Sa poitrine aspirait aisément l’air noir. Il pensait : que c’est bien que la vie n’ait aucun sens, que c’est bien que j’aie eu une femme pour le dîner et que là-bas, à la maison, sur la table attendent du jambon et une bouteille de vin blanc, que c’est bien que quelque part quelqu’un pense à la place de ceux qui peuvent ne pas penser. L’homme regarda devant lui : la bosse d’un pont se rapprochait. Les lumières de la ville nuiteuse tentaient de se noyer – mais elles ne pouvaient pas : la rivière et le vent les berçaient sur l’onde noire. Il alla jusqu’au milieu du méandre et se pencha par-dessus le parapet du pont. Des gouttes de pluie dispersées en bruine fine lui tombèrent dessus. Il lui fallait mettre son chapeau. Voilà, ça y était.
Àquoibon, sentant l’os humain chaud appuyer sur le cuir de son logement provisoire, se ranima. Diable, il n’était pas fait pour les affres de la vie extracrânienne. Il se souvenait de la chaleur du cerveau, du moelleux du cortex, de la profondeur accueillante des circonvolutions des pensées.

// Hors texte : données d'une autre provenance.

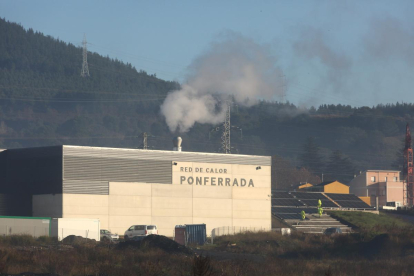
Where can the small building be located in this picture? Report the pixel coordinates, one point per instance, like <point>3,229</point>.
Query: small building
<point>382,184</point>
<point>332,187</point>
<point>301,186</point>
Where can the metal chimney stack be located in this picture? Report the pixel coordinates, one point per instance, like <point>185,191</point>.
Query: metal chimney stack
<point>177,143</point>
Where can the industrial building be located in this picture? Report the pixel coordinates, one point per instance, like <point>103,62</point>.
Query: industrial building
<point>382,184</point>
<point>124,187</point>
<point>334,187</point>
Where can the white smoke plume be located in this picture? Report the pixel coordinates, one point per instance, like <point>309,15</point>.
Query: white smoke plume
<point>313,45</point>
<point>233,67</point>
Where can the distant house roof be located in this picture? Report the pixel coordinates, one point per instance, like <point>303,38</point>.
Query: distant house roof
<point>329,182</point>
<point>382,171</point>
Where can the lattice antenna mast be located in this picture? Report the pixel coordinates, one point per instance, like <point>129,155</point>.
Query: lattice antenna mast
<point>144,140</point>
<point>408,170</point>
<point>225,137</point>
<point>85,69</point>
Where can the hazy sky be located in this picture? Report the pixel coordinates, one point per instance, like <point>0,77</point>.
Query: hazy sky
<point>348,52</point>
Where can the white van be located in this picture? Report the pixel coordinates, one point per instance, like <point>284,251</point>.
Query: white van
<point>140,230</point>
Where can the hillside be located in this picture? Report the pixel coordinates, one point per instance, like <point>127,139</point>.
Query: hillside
<point>44,101</point>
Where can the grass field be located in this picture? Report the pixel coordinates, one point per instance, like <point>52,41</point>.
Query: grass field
<point>364,221</point>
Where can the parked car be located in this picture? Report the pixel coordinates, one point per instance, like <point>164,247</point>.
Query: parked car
<point>392,205</point>
<point>108,236</point>
<point>140,231</point>
<point>332,231</point>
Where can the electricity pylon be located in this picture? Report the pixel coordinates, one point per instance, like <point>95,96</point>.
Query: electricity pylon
<point>225,137</point>
<point>85,70</point>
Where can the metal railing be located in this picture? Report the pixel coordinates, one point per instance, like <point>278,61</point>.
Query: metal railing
<point>232,230</point>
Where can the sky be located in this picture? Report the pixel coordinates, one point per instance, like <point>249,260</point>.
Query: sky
<point>359,53</point>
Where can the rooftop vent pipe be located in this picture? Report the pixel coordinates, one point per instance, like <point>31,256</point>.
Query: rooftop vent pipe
<point>177,143</point>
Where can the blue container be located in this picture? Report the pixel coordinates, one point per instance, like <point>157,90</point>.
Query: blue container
<point>195,234</point>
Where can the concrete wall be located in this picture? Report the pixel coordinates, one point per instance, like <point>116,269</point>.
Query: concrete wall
<point>35,227</point>
<point>229,195</point>
<point>358,185</point>
<point>395,191</point>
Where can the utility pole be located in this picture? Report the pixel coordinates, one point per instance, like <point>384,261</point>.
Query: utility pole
<point>85,70</point>
<point>144,140</point>
<point>225,137</point>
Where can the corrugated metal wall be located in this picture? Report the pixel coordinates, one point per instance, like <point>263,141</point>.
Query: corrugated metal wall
<point>90,174</point>
<point>87,170</point>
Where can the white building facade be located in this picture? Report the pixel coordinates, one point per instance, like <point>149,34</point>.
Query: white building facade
<point>124,187</point>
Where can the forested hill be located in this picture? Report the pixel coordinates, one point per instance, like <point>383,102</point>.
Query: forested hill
<point>45,101</point>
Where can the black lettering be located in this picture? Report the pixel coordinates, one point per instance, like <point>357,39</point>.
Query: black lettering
<point>251,183</point>
<point>213,181</point>
<point>242,182</point>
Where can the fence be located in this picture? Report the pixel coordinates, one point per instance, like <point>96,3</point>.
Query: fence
<point>36,232</point>
<point>62,233</point>
<point>232,230</point>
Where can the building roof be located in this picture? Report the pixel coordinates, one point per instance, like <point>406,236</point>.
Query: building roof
<point>329,182</point>
<point>382,171</point>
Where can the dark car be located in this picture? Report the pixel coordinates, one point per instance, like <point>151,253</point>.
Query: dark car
<point>332,231</point>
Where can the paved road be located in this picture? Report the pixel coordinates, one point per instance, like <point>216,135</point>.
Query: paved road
<point>407,218</point>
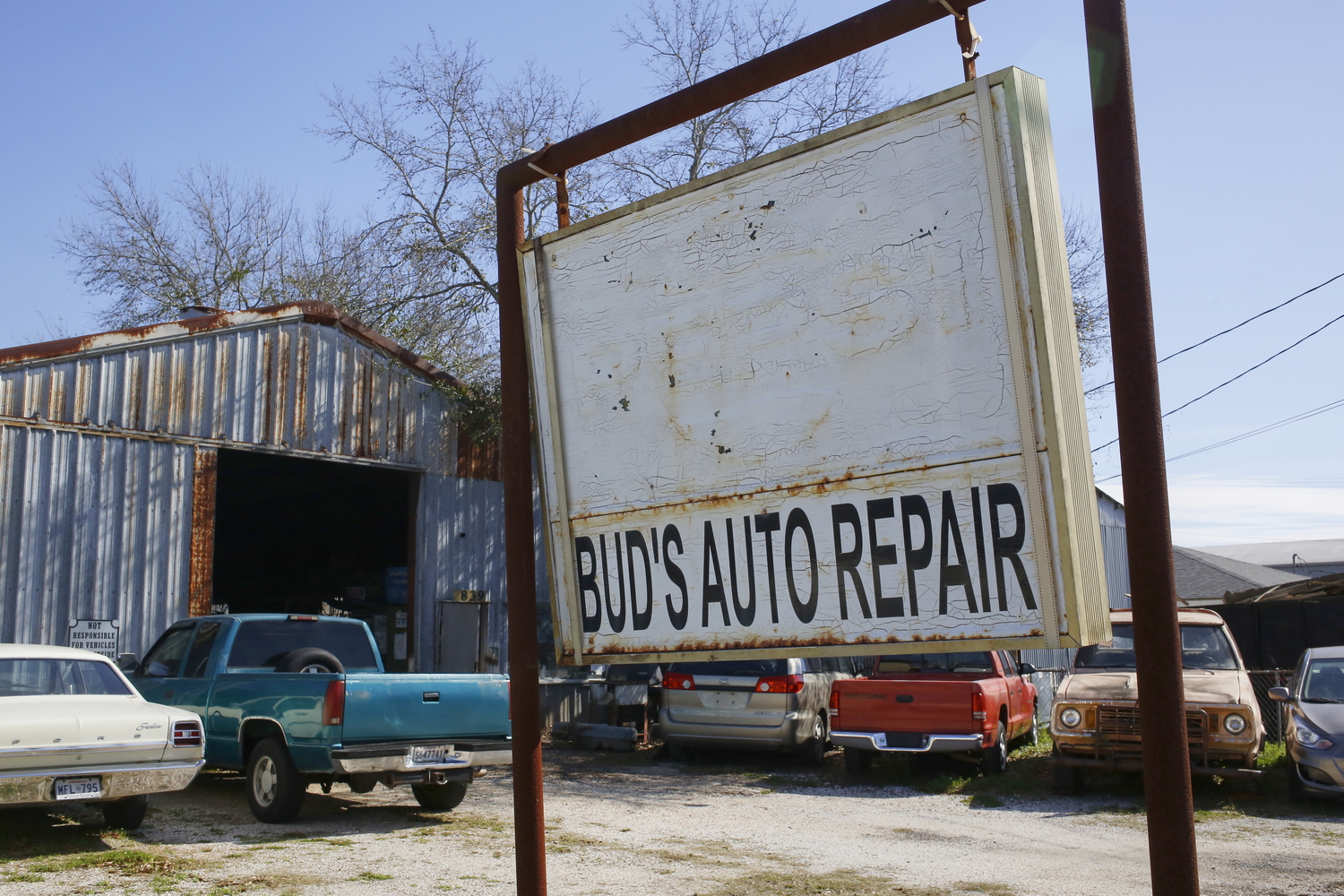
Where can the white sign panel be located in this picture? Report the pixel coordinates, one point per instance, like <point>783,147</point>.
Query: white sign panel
<point>824,402</point>
<point>99,635</point>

Il s’extirpa du giron de cuir, s’approcha de la suture temporale et sauta avec précaution dans le cerveau de l’inconnu.
Il y a des cerveaux qui sont des centres cérébraux perpétuellement sur le qui-vive – sous les lampions toujours allumés des sens – dont les circonvolutions se croisent comme les carrefours des avenues new-yorkaises. Il y a des esprits calmes, mais travailleurs, comme un village de pêcheurs. Ils aiment les pauses ensommeillées (Descartes dormait onze heures par jour), mais, quand ils se réveillent, ils jettent leurs nasses dans la réalité et attendent patiemment d’attraper quelque chose. Il y a des esprits qui étaient des esprits mais se sont décatis, ont gaspillé les pensées qui les habitaient, les ont laissées s’entasser sous le sable des secondes, se transformant en pensées de musée visitées par de rares pensées-touristes. C’était exactement le cas du cerveau de l’homme qui venait d’enfiler un chapeau inconnu abritant un Àquoibon inconnu dans son bandeau de cuir. La pensée, impatiente de retrouver un cerveau, sauta dans cette tête elle aussi inconnue et se mit à parcourir à toute allure – avec le zèle d’un authentique touriste – tous ses coins et recoins les plus cachés. Les pas d’Àquoibon effleurèrent tous les neurones, toutes les fibres et les filaments nerveux. L’homme accroché au parapet restait debout, tourné vers les lumières à demi noyées. Entre son chapeau et son front perlaient des gouttes de sueur froide. Ses lèvres se déformèrent : « À quoi bon ? », il se pencha plus bas, puis encore plus bas et, pour seule réponse brève et froide, les feux s’ouvrirent en un jaillissement.